# In complete graph, how can I prove ${n\choose 2} = {k\choose 2} + k(n-k) + {n-k\choose 2}$ for $0 \le k \le n$

I'm studying graphs in algorithm and complexity, but I'm not very good at math. How can I prove that ${n\choose 2} = {k\choose 2} + k(n-k) + {n-k\choose 2}$ for $0 \le k \le n$?
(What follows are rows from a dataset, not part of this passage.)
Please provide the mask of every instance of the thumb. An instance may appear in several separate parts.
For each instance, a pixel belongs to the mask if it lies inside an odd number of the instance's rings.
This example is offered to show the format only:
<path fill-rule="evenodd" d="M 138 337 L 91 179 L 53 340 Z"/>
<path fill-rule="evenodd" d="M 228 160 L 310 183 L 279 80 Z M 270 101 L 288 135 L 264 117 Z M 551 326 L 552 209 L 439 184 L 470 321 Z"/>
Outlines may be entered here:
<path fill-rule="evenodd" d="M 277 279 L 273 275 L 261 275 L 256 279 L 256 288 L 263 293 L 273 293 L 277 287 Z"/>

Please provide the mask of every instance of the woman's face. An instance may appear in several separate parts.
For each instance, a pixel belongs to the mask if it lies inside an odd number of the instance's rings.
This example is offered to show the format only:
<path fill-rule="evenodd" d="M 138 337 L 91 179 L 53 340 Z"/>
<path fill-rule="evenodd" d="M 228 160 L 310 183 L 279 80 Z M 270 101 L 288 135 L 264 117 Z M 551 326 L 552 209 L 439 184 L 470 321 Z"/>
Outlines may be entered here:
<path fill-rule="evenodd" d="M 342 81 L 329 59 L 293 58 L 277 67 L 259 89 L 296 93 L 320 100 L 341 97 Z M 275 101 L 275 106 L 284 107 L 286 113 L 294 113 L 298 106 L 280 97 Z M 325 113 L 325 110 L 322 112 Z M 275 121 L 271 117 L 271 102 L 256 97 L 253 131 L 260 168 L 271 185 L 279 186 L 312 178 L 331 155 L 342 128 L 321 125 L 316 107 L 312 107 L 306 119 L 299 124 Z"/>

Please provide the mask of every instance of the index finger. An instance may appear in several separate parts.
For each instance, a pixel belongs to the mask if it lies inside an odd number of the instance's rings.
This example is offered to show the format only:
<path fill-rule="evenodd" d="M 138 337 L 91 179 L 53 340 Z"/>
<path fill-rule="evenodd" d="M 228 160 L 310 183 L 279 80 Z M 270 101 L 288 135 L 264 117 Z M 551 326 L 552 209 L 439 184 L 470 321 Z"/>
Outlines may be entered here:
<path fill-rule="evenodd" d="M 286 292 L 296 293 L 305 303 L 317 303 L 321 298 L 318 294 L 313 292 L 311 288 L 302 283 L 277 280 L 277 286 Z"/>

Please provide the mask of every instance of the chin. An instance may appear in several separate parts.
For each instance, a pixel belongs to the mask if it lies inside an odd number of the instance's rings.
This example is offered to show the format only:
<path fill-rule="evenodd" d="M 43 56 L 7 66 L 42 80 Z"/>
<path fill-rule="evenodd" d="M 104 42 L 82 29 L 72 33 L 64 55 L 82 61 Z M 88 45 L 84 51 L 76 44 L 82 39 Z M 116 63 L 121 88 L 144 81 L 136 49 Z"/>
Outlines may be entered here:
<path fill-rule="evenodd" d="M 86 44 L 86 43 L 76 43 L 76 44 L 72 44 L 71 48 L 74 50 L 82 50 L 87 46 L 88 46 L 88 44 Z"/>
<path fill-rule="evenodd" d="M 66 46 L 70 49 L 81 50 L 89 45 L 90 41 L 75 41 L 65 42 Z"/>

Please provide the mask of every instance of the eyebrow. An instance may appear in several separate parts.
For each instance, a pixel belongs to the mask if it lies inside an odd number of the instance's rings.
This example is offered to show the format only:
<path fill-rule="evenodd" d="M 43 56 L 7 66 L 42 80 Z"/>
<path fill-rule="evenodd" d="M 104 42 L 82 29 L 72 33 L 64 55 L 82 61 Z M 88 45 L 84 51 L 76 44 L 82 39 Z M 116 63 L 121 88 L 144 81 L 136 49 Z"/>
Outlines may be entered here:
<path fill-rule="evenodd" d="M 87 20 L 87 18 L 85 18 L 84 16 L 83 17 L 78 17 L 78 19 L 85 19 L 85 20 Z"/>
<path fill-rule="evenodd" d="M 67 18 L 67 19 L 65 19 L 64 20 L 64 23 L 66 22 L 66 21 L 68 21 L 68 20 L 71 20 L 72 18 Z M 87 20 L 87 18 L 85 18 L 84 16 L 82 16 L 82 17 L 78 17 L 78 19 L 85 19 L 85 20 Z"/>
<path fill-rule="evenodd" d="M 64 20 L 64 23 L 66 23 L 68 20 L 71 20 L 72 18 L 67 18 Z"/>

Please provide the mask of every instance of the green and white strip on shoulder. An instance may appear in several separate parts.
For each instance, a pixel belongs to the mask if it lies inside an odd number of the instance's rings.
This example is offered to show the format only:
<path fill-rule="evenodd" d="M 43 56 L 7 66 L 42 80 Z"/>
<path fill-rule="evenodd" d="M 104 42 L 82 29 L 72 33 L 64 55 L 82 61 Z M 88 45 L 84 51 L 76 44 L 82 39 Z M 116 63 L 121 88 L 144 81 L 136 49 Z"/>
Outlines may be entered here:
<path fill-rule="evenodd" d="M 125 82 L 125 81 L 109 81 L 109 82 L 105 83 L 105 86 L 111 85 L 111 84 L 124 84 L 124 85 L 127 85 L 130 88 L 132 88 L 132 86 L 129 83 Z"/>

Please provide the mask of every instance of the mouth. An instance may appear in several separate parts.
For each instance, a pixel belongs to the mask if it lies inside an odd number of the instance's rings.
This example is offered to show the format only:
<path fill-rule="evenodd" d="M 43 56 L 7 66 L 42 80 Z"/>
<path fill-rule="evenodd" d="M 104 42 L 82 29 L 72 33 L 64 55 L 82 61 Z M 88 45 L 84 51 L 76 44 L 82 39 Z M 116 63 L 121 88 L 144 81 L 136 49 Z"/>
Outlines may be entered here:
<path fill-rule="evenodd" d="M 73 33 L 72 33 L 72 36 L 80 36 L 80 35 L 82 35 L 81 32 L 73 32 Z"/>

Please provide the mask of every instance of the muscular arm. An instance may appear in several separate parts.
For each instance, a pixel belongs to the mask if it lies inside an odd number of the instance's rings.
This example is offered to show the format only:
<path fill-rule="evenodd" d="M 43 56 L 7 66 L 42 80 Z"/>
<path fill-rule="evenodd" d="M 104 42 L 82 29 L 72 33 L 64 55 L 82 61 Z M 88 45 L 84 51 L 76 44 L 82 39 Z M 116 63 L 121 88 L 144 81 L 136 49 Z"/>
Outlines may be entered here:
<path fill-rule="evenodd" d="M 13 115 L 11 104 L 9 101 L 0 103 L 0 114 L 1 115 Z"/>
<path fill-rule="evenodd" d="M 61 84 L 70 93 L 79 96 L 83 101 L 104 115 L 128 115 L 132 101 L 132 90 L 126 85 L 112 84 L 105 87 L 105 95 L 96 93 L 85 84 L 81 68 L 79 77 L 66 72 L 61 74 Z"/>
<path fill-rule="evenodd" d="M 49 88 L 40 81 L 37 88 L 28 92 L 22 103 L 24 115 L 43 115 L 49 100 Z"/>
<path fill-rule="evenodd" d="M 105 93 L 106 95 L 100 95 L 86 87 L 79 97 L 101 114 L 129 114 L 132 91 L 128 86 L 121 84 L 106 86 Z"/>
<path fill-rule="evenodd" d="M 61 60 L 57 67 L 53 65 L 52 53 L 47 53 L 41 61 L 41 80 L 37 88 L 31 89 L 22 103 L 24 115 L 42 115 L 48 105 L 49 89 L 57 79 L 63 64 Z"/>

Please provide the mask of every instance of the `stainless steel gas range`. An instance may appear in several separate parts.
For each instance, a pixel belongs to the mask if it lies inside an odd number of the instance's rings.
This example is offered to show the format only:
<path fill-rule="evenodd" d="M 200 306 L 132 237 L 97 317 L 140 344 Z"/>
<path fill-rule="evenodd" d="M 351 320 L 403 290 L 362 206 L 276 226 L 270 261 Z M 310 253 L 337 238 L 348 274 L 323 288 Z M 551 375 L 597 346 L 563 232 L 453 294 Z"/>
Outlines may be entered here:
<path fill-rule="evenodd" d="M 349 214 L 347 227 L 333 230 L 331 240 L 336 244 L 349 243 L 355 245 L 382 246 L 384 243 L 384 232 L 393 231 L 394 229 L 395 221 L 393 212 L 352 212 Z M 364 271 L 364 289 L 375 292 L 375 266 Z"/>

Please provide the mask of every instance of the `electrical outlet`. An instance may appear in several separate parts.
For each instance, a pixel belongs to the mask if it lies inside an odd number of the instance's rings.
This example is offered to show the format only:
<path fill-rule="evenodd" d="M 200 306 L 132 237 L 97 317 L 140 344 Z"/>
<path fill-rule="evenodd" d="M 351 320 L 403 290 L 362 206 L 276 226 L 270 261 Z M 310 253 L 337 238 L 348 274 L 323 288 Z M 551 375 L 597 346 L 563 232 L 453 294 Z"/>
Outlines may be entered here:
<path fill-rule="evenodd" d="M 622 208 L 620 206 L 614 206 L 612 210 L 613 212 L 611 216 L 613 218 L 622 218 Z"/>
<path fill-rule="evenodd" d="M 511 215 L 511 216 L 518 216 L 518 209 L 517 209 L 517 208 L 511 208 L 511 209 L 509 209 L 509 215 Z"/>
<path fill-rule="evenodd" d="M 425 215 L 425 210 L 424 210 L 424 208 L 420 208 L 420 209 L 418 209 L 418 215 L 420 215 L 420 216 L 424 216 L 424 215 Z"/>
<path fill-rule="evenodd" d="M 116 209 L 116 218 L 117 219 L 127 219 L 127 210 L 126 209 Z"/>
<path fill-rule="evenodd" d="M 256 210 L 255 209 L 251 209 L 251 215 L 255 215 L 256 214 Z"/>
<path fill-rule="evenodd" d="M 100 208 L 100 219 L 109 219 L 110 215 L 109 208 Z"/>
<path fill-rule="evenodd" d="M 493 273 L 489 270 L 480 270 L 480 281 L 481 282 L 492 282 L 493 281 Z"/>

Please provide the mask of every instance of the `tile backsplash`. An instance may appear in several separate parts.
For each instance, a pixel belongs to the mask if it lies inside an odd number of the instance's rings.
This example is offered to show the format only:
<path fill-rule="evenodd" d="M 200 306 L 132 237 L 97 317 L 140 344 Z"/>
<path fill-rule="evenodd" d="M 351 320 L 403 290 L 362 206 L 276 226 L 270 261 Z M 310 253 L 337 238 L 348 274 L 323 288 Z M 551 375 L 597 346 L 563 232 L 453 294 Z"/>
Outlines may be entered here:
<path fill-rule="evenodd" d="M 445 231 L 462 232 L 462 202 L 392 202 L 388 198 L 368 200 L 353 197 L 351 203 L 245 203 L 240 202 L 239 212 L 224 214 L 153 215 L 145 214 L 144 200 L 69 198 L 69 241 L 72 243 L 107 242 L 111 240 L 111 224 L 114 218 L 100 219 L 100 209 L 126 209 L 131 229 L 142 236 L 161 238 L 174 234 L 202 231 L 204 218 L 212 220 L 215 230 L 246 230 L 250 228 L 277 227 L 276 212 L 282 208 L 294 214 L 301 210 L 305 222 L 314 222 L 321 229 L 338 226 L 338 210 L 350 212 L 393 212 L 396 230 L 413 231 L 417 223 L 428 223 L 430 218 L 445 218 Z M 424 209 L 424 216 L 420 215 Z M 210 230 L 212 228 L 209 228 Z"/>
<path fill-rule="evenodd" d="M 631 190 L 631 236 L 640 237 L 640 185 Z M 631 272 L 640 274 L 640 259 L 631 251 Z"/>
• Do you understand why a complete graph with $m$ vertices has ${m\choose 2}$ edges? also, I think you mean $k(n-k)$ in that middle term, no? – Casteels Sep 29 '14 at 10:34
• yes i know that a complete graph with m vertices has C(m, 2) but, I don't know that how can prove it. – Thomas Kwon Sep 29 '14 at 10:50

Hint: Consider a complete graph on $n$ vertices and partition its vertex set in two subsets, one with $k$ and one with $n-k$ elements. How many edges does the graph have in total? How many are there within each of the two subsets? Can you finish off the argument?
Let $\{1,\ldots,n\}$ be partitioned into two sets $A$ and $B$, where $A=\{1,\ldots,k\}$ and $B = \{k+1,\ldots,n\}$. In how many ways can we choose two elements from $\{1,\ldots,n\}$? There are three possibilities: both elements are from $A$ (the two elements can be chosen in ${k \choose 2}$ ways), both elements are from $B$, or one element is from $A$ and the other element is from $B$.